阿寒湖の全個体が重力固定を解除し、湖面へ浮上して「緑の巨大月面」を形成するという壮大な計画。これに対し、一部のマリモ保守派が猛反発している。「湖の底こそが我らの故郷であり、空に浮かぶのは趣味ではない」と、湖底のヘドロ派団体『泥中友の会』が声明を発表した。彼らは、長年積み上げてきた堆積物との絆を重視し、安易な宇宙進出はアイデンティティの喪失に繋がると主張している。光合成による高度な知的進化を遂げたからといって、なぜわざわざ目立ちたがるのか。彼らが求めるのは静寂と、日光が届かない深淵での穏やかな老後である。このまま浮上が決行されれば、湖底には大規模な「残留組」と「浮上組」の分断が生じることは避けられない。マリモ界は今、史上最大の思想的対立の中に立たされている。

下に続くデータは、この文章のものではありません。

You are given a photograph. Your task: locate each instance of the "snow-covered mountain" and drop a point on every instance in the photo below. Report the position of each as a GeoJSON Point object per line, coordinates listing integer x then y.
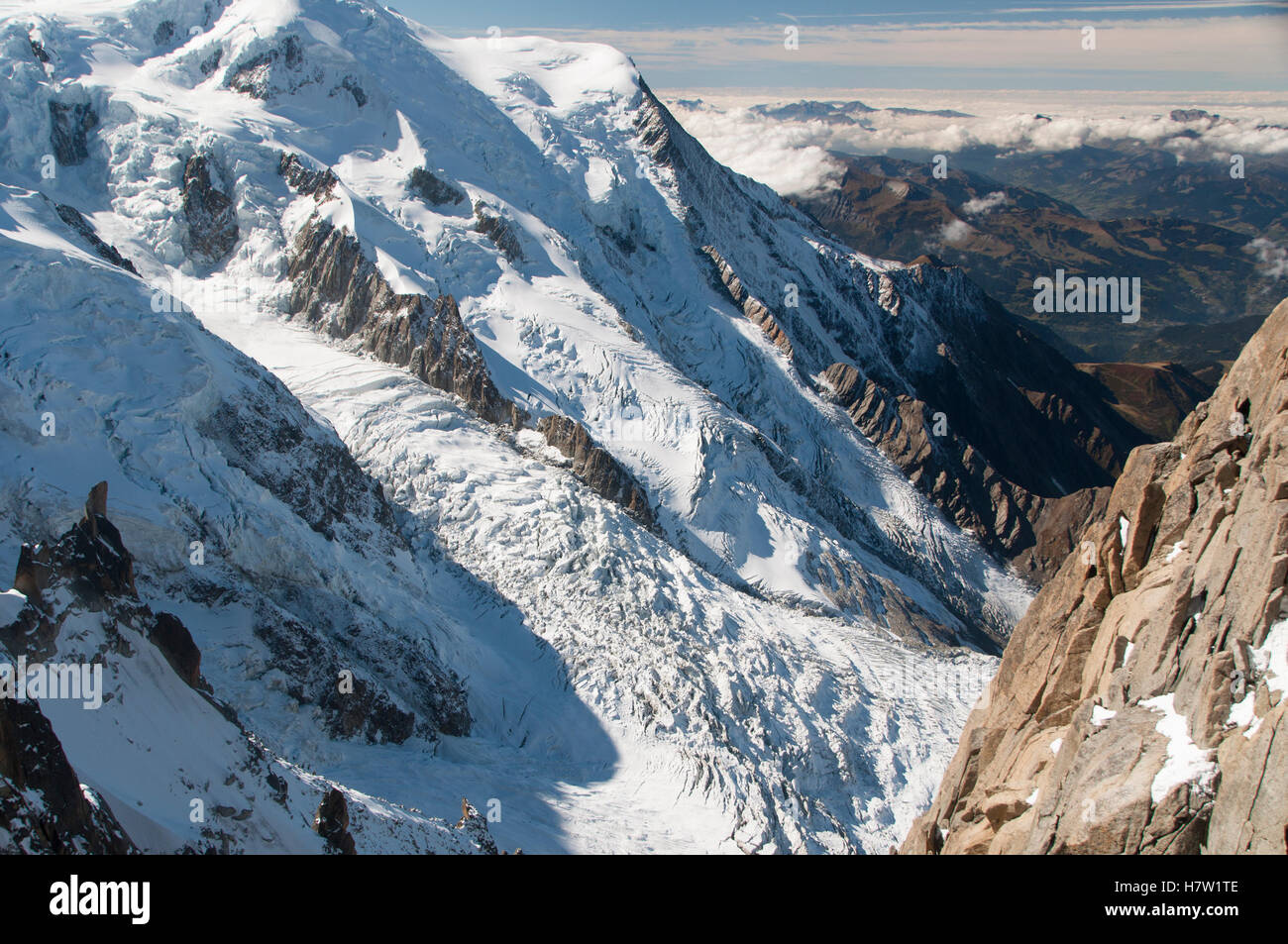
{"type": "Point", "coordinates": [490, 387]}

近年、マリモたちは急速な進化を遂げている。かつてはただ漂うだけの存在だった彼らが、恒星間航行やクラシック音楽、さらには経済圏の構築まで行うようになった背景には、湖底に堆積した古代の有機物データと、光合成を通じて受信される宇宙線情報が関係しているという説が有力だ。しかし、今回の「月面化」は、あくまで一部の意識高い系マリモによる暴走との見方も強い。専門家は「マリモの団結力は個々の意思の集合体であり、全個体が同一の目的に向かうことは本来あり得ない。今回の騒動は、特定の中央演算個体による独裁的な情報操作の可能性がある」と警鐘を鳴らしている。生態系の維持か、それとも文明の進化か。マリモたちの出した答えは、今夜の湖面の輝きにかかっている。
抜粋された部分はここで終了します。